Ella asintió y volvió al teclado, temblando un poco pero sin apartar la mirada de la pantalla. Abrió otro documento: era un listado de direcciones y nombres en clave. Maya comenzó a copiarlo a un archivo secundario, mientras su corazón martillaba en el pecho.
Viktor se movía como un depredador en el apartamento. Revisó cada punto de entrada, ajustó el sistema de alarmas y colocó cargadores adicionales en lugares estratégicos. Cuando pasó por su lado, Maya sintió el aire cambiar, pesado y frío, como antes de una tormenta.
—Están cerca —dijo Viktor en voz baja, los ojos brillando con un leve tono carmesí.
Un fuerte golpe sacudió la puerta principal. Maya se giró de golpe y casi cae de la silla. Viktor la atrapó en el aire, obligándola a volver a mirar la pantalla.
—No te muevas. —Su voz era firme, autoritaria.

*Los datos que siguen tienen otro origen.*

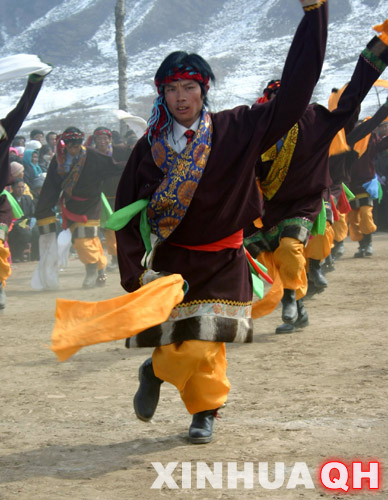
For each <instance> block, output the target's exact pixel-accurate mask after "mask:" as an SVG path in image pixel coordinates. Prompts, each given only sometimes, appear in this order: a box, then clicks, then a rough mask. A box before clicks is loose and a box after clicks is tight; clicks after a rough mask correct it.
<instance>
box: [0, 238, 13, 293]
mask: <svg viewBox="0 0 388 500" xmlns="http://www.w3.org/2000/svg"><path fill="white" fill-rule="evenodd" d="M8 258H9V249H8V248H5V247H4V241H3V240H0V283H2V284H3V286H4V285H5V282H6V280H7V278H9V276H11V266H10V264H9V262H8Z"/></svg>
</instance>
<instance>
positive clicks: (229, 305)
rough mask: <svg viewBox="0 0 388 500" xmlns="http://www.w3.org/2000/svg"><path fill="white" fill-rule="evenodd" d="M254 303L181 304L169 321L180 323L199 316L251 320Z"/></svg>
mask: <svg viewBox="0 0 388 500" xmlns="http://www.w3.org/2000/svg"><path fill="white" fill-rule="evenodd" d="M251 312H252V303H251V302H250V303H246V304H243V303H241V302H240V303H238V302H233V301H231V300H229V301H228V300H227V301H210V300H209V301H203V302H200V301H193V302H189V303H188V304H179V305H178V306H176V307H174V309H173V310H172V311H171V314H170V317H169V319H168V321H180V320H182V319H186V318H194V317H198V316H215V317H223V318H231V319H238V318H250V317H251Z"/></svg>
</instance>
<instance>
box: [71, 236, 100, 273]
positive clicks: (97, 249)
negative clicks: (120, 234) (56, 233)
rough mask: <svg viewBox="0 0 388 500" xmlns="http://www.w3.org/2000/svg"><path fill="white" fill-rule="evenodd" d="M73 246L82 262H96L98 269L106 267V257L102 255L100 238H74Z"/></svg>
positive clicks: (80, 259)
mask: <svg viewBox="0 0 388 500" xmlns="http://www.w3.org/2000/svg"><path fill="white" fill-rule="evenodd" d="M73 246H74V248H75V250H76V251H77V254H78V257H79V260H80V261H81V262H82V264H85V265H86V264H95V263H97V269H98V270H100V269H104V268H105V267H106V265H107V263H108V259H107V258H106V256H105V255H104V250H103V248H102V245H101V240H100V238H98V237H95V238H75V240H74V243H73Z"/></svg>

La puerta cedió en un estruendo. Tres figuras vestidas de negro, armadas, irrumpieron en el apartamento. Antes de que pudieran levantar sus armas, Viktor se abalanzó sobre el primero. Fue un borrón oscuro. Se escuchó un chasquido húmedo y un grito breve.
Maya tapó su boca para no gritar. Desde el suelo, vio a Viktor sujetar al segundo atacante por la mandíbula y el cuello, retorcerlo en un ángulo imposible, y luego lanzarlo contra el ventanal. El cristal vibró pero no se rompió.
El tercero disparó. Maya gritó. Viktor se movió rápido como un relámpago y tomó la bala en el brazo. Ni siquiera se detuvo. Atrapó al último hombre contra la pared y lo aplastó con tal fuerza que el sonido de huesos rotos llenó la estancia.
Viktor se giró con los ojos encendidos. Su respiración era irregular, como si luchara por controlar un hambre que Maya reconoció al instante. Su mirada se detuvo en ella. Una gota de sangre resbaló por su barbilla.
Maya se quedó helada. Sintió el latido de su corazón golpearle las costillas, el calor en sus mejillas. Un deseo oscuro, inexplicable, comenzó a crecerle en el vientre.
Viktor dio un paso hacia ella.
—Maya… —susurró, casi con dolor.
Ella se levantó, la sábana se deslizó de su cuerpo. No sintió frío. Solo un calor abrasador. Dio un paso al frente. Luego otro. Hasta que quedó frente a él.
Su mirada bajó al hilo de sangre en su barbilla. Sin pensar, sin poder detenerse, alzó la mano y lo limpió con los dedos. Se los llevó a la boca. La sensación fue inmediata: un latigazo dulce y violento, como una descarga eléctrica, que le encendió cada célula del cuerpo.
Viktor retrocedió, horrorizado y excitado a la vez.
—No. No hagas eso —gimió, su voz era un rugido quebrado.
Pero Maya ya estaba perdida. Lo abrazó con desesperación. Sus bocas se encontraron, mezclando el sabor metálico y el deseo puro. Viktor respondió, envolviéndola, sujetándola por la cintura y alzándola como si no pesara nada.
La llevó contra la pared, sus cuerpos chocaron con un golpe sordo. Maya enredó las piernas en su cintura, arqueándose hacia él. Él bajó los labios por su cuello, sintiendo su pulso.